Зоя вздыхает. Но я пока ещё не понял.

– Ну, смотри. В него ходят балетные девочки, такие все… Такие тонкие. Понимаешь? И тут я. Бегемот. И понимаю: никогда. Никогда мне не стать как они. Теперь ясно тебе?

– Ясно, – говорю я. У меня почему-то всё внутри сжимается. Я никогда не переживал из-за своей внешности, но мне вдруг это становится очень понятно. Как она каждый день выходила на улицу, а там балетные эти. У меня даже ладони вспотели.

– Меня спас Синицкий. Ты же понимаешь, что он никакой не старик, что это я только так говорю?

– Да, понимаю.

– Так вот. Он объяснил мне, что я – человек. Понимаешь, нет? И ты… И ты можешь быть каким угодно подростком N, но мне нравится, что ты – это именно ты, ты, Гриша.


Мы молчим. А что бы вы сделали на моем месте? А потом я отдаю ей пуговицу. Не могу сказать ни слова, горло перехватило; да и не знаю, что сказать. Подросток N теряет способность к вербальной коммуникации.
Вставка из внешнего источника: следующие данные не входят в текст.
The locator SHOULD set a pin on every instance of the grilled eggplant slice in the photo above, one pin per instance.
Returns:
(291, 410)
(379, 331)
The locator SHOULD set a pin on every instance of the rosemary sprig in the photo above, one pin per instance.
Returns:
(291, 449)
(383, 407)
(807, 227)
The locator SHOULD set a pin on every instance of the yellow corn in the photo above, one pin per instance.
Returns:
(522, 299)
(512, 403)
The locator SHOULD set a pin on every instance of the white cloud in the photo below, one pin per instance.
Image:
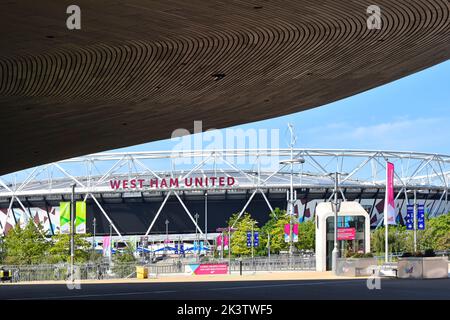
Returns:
(420, 134)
– Оливер, – вдруг говорит Зойка.

– Чего?

– Оливер! Видишь? У твоей пуговицы есть имя.

– Надо же. Точно, – а я и не заметил: есть такой магазин, Oliver, на пуговице так и написано.

– Спасибо за Оливера, – говорит Зойка. – А теперь мне надо одной. Ладно? Извини, Гриш.

Я киваю. И она вдруг быстро-быстро уходит, шлёпает в своих красных кедах. А я иду обратно, в Пуговишников переулок. Туда, где я нашёл пуговицу Оливера и подарил её Зойке.